CILLIZZA: Well, you know, I do think, Howie, that in the Democratic Party, people have been waiting for the next JFK. A lot of people thought or maybe believed it was Bill Clinton. And I think Barack Obama is the next obvious heir to that legacy. It’s a powerful story, and I think as much as the media gets accused of bias, in the decade I’ve spent in it, I don’t think it’s bias as much as it is good storylines. And I will be frank — this is a very interesting, fascinating storyline….
If you are looking for the next John F. Kennedy, I believe he is it.
You can hear him aching to cover to the Second Coming of the Kennedy. That is obviously a better story than the Second Coming of the Clintons.
Now watch the brief clip of Clinton’s Super Tuesday speech posted on YouTube by her campaign. She delivers the same essential message and about the exact same issues but without the chanting and cheering behind her – without the excitement:
When I complained on my blog that I want to hire a manager not a spiritual adviser for the White House — especially after eight years of grossly incompetent management from someone who thought he had a cause — my commenters responded with their dreamy wishes for an uplifting Obama administration instead.
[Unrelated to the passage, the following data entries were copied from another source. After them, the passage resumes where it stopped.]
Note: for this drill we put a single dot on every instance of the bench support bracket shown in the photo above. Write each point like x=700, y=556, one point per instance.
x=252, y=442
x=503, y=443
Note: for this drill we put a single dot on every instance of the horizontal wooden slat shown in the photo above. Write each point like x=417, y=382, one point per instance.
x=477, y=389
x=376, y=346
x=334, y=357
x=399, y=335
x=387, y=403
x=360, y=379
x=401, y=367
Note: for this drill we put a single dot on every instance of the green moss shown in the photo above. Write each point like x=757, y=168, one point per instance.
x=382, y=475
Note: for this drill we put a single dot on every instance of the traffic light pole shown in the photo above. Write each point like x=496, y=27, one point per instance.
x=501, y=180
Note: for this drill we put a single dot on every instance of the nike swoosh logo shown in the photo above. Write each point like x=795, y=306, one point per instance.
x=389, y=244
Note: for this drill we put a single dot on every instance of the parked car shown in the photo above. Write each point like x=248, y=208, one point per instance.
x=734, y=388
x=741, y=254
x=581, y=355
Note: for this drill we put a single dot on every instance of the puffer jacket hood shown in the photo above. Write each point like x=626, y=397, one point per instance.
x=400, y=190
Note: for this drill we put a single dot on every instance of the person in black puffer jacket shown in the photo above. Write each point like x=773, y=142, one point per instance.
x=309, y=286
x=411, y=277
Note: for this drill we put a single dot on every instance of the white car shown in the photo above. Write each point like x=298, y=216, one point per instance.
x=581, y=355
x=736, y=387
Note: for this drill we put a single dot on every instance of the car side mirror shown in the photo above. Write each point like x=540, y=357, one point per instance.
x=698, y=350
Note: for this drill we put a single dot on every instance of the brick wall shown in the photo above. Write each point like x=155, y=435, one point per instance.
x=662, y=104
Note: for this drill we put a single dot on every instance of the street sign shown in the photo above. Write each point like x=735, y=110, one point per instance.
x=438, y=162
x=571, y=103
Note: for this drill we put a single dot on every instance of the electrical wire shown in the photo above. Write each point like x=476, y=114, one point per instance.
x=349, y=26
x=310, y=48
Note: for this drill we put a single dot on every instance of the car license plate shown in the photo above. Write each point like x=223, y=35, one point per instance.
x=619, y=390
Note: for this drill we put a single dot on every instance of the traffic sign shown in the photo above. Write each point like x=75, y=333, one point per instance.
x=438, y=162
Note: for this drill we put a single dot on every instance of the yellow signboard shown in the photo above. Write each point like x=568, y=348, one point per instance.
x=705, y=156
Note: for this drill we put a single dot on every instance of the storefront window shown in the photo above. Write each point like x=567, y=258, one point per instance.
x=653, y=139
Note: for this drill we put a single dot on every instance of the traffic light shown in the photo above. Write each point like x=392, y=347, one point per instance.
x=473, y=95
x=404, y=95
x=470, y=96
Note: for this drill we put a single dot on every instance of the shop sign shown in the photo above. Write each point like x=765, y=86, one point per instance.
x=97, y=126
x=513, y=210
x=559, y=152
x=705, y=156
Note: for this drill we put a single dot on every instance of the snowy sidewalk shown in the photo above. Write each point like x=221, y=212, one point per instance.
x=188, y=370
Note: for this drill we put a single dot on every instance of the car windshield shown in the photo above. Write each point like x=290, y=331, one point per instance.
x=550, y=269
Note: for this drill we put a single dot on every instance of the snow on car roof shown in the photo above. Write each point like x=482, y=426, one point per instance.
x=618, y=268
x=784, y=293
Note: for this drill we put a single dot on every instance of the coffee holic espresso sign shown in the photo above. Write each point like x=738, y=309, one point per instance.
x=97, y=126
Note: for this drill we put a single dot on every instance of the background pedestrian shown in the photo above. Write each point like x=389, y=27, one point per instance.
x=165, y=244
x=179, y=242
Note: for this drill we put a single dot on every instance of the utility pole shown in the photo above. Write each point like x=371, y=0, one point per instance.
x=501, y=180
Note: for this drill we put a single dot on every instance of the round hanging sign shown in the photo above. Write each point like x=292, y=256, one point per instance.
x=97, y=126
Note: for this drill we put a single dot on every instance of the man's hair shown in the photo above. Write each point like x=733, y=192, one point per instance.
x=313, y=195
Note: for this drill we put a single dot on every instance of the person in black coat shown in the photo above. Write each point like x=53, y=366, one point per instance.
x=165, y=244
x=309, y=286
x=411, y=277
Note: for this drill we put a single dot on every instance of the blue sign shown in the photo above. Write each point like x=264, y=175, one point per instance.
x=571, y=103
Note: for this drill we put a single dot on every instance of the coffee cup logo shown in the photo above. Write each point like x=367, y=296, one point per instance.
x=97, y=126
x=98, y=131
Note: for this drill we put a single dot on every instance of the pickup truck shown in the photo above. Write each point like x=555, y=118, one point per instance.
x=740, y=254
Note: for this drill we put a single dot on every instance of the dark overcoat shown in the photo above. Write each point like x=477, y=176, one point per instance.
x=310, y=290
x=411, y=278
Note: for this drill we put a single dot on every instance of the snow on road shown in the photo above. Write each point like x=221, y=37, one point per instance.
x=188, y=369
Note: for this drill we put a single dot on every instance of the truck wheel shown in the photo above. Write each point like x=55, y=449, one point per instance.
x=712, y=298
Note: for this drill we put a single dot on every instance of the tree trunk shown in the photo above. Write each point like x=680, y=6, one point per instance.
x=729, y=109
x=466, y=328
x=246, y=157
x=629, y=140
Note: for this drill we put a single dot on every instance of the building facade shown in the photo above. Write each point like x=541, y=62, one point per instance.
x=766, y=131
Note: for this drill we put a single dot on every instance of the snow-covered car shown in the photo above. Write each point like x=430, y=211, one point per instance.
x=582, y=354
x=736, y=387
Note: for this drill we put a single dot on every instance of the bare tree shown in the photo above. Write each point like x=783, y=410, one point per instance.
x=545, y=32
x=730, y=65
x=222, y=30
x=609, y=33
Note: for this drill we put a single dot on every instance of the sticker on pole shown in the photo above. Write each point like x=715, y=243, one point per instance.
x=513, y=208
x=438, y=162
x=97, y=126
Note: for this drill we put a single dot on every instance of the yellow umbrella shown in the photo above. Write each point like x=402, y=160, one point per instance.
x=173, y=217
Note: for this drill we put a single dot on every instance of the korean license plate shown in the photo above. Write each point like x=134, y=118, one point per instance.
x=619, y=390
Said one: “I don’t want an executive, I want someone to stoke the fires of political engagement so that the people will be involved in thier government again.” Said another: “We don’t want an executive to lead us – we want someone who will amplify our voices and give us the ability to reach into government.” Nevermind the job title is chief executive.
Indeed, commenter Andrew Tyndall argued that management is a turnoff: “The virtue that many Democrats in the party’s base hail as ‘competent management’ is an attribute that many non-Democrats may see as the vice of being ‘wedded to bureaucracy.’ It may be that a liberal Democrat who talks in generalities, rather than specifics, has an easier time persuading those voters who are reflexively against big government that he does not have the heart and soul of a bureaucrat — or ‘manager’ to use BuzzMachine’s less pejorative term.”
So I appear to be the odd man out. Maybe I should just join the chorus. Ch-ch-ch-changes:
(Disclosures: I am a partner at Daylife. And I voted for Clinton yesterday.)